Apple’s iPhone Upgrade Program Is a Brilliant Strategy to Turn Carriers into 'Dumb Pipes'

Apple CEO Tim Cook discusses the new iPhone 6s and iPhone 6s Plus.

Apple CEO Tim Cook discusses the new iPhone 6s and iPhone 6s Plus. Eric Risberg/AP

Apple’s program does something important: It converts its users from “carrier customers” to “Apple customers.”

In the eight years since the first iPhone launched, no company has done more than Apple to change the dynamic and balance of power in the mobile industry.

Apple’s latest move is called the iPhone Upgrade Program. Following the lead of US mobile operators, Apple will sell its new iPhone 6S and 6S Plus on a monthly installment plan, starting at $32 per month, with annual upgrades to the latest model.

iPhone upgrade program

Apple’s program isn’t as cheap as similar offers from some carriers (it also includes Apple’s extended warranty plan and phones are sold unlocked). But it does something more important: It converts its users from “carrier customers” to “Apple customers.”

Instead of choosing a carrier first and a phone second—the way many people still buy mobile phones—you’re now choosing Apple first and a carrier next. Today, more than 60% of consumer-purchased smartphones in the US are still bought from an operator retail store or website, according to comScore.

By selling unlocked phones directly, Apple stands to potentially increase its customer loyalty—and marginalize the value of carriers, pushing them further into “dumb pipe” classification.

Apple has denied that it plans to someday offer its own wireless service as a “virtual” carrier. (Note its attempts—met with some challenges—to create a generic Apple SIM card.)

But it’s not a crazy idea that Apple could play an increasing role in how people choose and buy wireless service. Especially after considering how the iPhone has already transformed the mobile industry in many ways.

That started at launch in 2007, when buying and owning an iPhone was immediately a different experience than any prior mobile device.

Apple handled phone activation, media management, and software updates independently through iTunes, and made its built-in “visual voicemail” a feature of the phone app instead of a carrier service that could be sold separately as an add-on fee.

In 2006, carriers were pushing lousy, Windows-powered smartphones branded after themselves—the “AT&T 8525” is just one forgettable example.
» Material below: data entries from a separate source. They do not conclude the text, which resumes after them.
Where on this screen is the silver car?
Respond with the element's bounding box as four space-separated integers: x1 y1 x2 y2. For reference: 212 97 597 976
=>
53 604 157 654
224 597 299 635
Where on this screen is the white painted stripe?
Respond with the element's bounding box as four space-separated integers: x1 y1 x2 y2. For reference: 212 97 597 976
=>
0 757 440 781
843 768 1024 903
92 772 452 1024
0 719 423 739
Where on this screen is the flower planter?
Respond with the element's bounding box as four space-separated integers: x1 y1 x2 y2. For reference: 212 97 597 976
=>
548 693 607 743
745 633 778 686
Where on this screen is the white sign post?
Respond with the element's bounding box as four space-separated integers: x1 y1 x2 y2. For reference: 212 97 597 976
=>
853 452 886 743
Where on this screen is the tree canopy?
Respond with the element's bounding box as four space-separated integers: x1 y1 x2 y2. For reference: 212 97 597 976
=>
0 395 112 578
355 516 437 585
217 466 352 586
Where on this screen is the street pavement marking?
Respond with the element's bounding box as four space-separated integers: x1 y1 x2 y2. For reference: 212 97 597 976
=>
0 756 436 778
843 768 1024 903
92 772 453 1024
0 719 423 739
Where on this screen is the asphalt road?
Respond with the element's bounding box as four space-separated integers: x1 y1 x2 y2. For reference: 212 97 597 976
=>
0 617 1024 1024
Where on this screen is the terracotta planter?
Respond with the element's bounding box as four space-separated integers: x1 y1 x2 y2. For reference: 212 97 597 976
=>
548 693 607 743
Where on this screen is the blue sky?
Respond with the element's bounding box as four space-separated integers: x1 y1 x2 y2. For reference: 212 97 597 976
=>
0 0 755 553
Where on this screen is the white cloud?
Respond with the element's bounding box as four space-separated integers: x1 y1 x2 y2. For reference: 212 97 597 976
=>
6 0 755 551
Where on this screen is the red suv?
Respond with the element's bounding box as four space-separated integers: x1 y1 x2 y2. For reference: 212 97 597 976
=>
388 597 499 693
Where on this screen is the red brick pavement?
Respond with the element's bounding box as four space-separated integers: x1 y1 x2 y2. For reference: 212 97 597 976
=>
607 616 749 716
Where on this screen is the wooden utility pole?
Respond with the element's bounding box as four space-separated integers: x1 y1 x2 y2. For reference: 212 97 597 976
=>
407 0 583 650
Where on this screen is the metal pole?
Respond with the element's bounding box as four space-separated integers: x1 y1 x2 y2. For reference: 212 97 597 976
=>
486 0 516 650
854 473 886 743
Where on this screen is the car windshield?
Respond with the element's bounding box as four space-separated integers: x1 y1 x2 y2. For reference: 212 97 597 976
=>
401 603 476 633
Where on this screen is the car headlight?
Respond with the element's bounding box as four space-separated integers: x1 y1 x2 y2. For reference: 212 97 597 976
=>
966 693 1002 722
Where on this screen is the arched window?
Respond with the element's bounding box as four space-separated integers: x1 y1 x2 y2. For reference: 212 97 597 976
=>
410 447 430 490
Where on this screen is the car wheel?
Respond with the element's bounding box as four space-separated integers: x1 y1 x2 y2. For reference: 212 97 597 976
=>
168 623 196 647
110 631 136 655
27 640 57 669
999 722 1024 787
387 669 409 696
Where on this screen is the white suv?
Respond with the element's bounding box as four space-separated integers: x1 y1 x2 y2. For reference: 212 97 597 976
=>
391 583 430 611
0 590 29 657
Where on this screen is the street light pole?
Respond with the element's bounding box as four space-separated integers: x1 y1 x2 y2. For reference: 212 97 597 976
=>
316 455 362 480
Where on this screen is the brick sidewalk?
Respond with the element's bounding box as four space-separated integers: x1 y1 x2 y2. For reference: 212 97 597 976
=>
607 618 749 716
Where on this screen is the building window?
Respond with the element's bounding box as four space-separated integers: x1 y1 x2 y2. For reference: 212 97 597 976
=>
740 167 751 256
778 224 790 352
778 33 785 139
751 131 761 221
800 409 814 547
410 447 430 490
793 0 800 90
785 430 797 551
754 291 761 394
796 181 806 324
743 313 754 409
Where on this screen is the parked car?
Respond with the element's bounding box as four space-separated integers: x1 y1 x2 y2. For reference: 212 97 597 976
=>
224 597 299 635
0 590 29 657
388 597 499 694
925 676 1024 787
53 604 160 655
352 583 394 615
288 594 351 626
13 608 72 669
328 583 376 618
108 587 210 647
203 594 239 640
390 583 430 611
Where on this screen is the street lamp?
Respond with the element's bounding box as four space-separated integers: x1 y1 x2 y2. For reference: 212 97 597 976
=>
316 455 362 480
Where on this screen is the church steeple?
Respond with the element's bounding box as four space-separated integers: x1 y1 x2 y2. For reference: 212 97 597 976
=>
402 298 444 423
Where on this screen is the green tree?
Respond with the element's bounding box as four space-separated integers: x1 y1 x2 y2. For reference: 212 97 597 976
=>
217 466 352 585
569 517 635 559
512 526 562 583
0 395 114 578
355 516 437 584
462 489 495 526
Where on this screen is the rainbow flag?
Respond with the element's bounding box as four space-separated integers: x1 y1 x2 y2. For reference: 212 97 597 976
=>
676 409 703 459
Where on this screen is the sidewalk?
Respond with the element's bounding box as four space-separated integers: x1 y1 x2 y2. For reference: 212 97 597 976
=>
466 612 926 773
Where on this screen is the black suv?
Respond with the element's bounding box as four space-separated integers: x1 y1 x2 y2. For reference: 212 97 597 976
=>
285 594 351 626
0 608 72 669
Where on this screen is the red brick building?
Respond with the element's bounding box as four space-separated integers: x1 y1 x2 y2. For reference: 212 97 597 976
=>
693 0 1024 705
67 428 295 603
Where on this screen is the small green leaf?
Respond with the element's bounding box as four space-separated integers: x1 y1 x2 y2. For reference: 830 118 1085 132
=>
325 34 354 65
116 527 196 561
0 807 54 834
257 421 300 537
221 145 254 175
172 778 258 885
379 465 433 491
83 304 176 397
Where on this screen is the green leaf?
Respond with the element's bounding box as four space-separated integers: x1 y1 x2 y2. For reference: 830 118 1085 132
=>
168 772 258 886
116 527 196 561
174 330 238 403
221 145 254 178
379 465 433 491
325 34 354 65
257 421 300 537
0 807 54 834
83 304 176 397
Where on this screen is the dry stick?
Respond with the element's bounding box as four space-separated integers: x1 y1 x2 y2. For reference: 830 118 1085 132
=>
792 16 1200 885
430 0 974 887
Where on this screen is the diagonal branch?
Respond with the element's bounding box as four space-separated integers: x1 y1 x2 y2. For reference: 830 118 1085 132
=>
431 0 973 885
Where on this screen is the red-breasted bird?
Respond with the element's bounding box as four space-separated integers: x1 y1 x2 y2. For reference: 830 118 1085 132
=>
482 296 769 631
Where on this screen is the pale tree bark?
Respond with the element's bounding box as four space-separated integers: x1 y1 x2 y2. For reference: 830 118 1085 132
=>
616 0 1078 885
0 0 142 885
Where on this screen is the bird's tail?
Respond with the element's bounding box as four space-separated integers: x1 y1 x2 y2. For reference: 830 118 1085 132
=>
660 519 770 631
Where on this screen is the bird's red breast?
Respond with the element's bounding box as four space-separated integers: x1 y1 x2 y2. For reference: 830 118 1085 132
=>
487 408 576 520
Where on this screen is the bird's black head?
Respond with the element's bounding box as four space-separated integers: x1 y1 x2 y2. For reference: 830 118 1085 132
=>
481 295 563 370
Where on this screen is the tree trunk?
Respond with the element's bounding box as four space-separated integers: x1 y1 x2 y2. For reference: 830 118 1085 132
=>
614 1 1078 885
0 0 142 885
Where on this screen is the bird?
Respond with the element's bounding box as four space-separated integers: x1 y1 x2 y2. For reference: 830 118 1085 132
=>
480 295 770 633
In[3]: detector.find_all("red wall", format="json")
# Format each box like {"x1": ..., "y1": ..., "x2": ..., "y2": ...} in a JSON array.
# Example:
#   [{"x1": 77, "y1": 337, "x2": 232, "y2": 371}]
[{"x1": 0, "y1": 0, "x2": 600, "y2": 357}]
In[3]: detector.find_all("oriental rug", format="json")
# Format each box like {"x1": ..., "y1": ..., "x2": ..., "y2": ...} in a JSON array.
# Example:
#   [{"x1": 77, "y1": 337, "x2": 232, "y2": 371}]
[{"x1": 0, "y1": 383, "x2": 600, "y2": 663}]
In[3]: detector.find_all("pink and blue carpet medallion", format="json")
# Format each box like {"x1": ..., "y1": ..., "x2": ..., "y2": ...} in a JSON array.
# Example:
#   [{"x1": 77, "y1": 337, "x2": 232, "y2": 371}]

Meanwhile, Apple didn’t even allow operators to put their logos on the back of the iPhone.

A year later, Apple launched the iPhone App Store, another service the carriers used to handle exclusively through branded “decks” or portals.

Over the years, Apple added free text messaging (iMessage), video calls (FaceTime), and phone calls (FaceTime Audio), often competing with paid carrier services. These helped force operators to change the way they priced their service plans, from per-minute and per-message buckets to unlimited-access calling and texting plans with metered data consumption.

This change in power has dramatically improved the customer experience. But it has also translated into popularity and profits for Apple—and a real value shift over the past decade.